Tuesday, April 26, 2011

Allegory of the Cave and American Politics, part 5

By Zach Foster
Continued from Part 4

The remaining Republican hopeful is Ron Paul.  Congressman Paul is one of the select few members of Congress who can boast an untarnished record.  In his private life he has served the community and the country, and his entire career as a public servant has been dedicated to restoring Constitutional law and fighting against government corruption and the stripping away of the rights of the citizenry.

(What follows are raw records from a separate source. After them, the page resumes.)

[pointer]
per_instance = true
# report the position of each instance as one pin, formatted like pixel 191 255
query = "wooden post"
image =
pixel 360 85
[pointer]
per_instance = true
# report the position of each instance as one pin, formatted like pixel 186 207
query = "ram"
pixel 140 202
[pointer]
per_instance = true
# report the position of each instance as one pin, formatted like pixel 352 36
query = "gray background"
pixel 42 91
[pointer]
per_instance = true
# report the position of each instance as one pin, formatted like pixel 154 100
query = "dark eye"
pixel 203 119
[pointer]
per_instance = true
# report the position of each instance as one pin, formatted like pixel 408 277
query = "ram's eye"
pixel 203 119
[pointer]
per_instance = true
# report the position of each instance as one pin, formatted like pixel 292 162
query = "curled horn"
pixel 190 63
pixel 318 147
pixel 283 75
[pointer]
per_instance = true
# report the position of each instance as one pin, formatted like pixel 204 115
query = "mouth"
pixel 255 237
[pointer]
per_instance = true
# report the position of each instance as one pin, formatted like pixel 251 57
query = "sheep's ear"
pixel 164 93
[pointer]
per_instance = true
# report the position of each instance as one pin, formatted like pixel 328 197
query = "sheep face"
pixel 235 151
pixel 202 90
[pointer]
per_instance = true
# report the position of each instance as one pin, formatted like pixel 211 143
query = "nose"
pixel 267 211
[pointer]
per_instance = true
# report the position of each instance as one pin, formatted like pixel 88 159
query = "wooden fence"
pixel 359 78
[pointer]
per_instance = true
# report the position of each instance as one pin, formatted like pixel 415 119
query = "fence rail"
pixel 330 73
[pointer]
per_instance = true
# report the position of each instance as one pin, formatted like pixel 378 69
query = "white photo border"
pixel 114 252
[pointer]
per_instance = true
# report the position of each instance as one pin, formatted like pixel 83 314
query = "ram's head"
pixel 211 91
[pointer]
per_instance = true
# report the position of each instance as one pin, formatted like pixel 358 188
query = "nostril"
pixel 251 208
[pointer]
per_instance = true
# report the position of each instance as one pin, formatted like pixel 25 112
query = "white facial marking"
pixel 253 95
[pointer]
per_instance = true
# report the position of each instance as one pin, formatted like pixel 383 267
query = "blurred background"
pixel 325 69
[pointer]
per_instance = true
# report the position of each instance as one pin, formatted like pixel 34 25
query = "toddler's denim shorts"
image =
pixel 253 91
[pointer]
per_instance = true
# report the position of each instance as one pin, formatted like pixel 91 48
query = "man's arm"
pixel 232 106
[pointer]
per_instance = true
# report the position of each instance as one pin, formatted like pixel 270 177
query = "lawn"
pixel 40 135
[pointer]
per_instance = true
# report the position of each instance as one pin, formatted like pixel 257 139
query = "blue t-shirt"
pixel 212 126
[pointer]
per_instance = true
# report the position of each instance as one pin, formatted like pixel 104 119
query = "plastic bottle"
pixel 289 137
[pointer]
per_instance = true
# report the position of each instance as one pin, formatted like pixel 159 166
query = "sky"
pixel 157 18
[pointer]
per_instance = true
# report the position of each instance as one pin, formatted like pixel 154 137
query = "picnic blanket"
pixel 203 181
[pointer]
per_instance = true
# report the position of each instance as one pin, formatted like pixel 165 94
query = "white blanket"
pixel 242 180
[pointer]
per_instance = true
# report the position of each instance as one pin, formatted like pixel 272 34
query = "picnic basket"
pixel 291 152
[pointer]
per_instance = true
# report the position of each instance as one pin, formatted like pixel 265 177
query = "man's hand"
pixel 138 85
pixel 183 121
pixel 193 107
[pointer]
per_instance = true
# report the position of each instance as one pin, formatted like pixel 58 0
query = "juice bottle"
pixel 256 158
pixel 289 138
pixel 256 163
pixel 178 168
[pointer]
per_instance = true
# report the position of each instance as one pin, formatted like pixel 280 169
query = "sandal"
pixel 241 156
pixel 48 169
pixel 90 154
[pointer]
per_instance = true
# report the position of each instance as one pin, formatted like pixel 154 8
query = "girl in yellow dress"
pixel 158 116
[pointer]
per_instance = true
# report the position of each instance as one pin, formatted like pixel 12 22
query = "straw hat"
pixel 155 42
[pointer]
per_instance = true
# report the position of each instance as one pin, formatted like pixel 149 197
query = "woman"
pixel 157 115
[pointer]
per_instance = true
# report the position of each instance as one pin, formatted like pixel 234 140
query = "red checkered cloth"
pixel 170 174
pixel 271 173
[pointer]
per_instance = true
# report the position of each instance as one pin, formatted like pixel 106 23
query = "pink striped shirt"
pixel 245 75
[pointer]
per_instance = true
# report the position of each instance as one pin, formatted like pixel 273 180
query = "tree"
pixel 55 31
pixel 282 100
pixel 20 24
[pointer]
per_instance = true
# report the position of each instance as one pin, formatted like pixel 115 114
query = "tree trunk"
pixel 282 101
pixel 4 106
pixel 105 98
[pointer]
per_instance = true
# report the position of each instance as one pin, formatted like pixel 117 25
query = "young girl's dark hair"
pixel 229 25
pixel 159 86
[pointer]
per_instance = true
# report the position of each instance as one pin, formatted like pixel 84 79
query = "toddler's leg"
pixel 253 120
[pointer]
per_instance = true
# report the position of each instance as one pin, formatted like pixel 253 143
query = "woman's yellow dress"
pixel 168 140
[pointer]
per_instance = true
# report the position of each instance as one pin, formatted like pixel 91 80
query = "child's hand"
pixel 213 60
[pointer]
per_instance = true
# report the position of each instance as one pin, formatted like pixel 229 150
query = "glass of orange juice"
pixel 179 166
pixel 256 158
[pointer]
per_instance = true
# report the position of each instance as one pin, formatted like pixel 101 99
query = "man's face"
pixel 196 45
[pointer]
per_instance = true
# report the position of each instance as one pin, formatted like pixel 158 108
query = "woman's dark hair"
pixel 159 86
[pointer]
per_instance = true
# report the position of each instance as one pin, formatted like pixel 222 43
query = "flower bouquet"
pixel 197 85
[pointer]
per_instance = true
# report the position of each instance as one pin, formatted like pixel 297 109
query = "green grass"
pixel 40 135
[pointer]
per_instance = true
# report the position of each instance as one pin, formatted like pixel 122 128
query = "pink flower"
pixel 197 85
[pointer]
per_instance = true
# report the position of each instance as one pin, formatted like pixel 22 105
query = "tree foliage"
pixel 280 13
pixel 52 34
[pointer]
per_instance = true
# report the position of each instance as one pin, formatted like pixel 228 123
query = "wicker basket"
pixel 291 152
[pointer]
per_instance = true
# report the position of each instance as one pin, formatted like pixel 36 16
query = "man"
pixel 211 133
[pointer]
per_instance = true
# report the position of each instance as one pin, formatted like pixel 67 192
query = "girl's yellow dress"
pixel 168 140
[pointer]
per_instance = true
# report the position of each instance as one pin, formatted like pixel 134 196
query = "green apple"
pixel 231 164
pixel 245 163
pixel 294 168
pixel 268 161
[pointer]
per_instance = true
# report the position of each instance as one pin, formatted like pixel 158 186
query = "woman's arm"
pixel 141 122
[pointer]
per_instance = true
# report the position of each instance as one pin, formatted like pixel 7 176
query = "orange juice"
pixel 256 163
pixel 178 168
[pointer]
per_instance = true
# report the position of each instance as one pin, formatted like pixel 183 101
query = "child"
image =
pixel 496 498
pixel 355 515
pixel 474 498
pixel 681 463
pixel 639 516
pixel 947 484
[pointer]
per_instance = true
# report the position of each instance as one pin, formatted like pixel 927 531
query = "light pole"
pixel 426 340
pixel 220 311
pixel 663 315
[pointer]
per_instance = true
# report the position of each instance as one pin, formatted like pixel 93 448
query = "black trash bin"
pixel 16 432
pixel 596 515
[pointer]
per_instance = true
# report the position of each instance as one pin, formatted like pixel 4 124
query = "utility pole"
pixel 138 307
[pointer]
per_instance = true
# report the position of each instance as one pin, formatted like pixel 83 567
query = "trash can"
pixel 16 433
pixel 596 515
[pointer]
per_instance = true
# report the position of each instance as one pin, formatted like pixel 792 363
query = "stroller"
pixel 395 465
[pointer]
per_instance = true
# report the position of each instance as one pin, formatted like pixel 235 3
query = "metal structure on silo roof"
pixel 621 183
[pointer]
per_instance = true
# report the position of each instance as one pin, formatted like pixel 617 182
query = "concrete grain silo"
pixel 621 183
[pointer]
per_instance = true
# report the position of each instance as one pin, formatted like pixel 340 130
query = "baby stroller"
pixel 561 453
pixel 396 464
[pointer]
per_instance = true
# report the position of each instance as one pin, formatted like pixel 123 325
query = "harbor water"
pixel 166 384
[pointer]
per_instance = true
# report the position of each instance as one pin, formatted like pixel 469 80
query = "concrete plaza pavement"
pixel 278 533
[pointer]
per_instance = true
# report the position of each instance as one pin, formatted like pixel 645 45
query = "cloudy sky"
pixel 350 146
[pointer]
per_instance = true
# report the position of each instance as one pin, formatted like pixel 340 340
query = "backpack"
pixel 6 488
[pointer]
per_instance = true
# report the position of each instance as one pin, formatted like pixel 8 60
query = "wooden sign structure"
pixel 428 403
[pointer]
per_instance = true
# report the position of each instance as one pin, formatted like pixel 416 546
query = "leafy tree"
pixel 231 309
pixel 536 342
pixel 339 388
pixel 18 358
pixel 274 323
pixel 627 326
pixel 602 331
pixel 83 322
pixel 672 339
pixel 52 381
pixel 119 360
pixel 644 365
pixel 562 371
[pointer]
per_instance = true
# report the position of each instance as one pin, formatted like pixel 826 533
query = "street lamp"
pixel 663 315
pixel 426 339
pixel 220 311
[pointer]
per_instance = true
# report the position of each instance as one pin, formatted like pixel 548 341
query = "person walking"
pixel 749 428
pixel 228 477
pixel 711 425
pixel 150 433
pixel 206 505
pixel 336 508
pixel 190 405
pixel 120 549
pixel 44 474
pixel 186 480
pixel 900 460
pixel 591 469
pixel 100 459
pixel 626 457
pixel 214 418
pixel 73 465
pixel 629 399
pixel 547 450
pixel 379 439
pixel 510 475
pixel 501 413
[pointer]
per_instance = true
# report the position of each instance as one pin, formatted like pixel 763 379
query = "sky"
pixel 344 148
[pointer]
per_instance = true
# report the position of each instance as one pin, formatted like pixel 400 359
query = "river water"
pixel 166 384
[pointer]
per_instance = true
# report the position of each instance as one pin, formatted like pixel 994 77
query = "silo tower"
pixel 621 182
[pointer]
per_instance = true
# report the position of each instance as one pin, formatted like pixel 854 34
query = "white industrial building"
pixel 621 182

He received his medical degree from Duke University in 1961 and served as a U.S. Air Force flight surgeon from 1963 to 1965.  He continued to serve the country with his medical skills in the Air National Guard from 1965 to 1968.  He opened a private practice after his military service and, rather than bow down to the authoritative whims of insurance companies, he ran a much more philanthropic private practice by giving reduced-cost services or pro-bono services to the poor.  In chapter four of his book The Revolution, Ron Paul explains how this system was much better for the poor and uninsured than the jokes today known as PMOs and HMOs.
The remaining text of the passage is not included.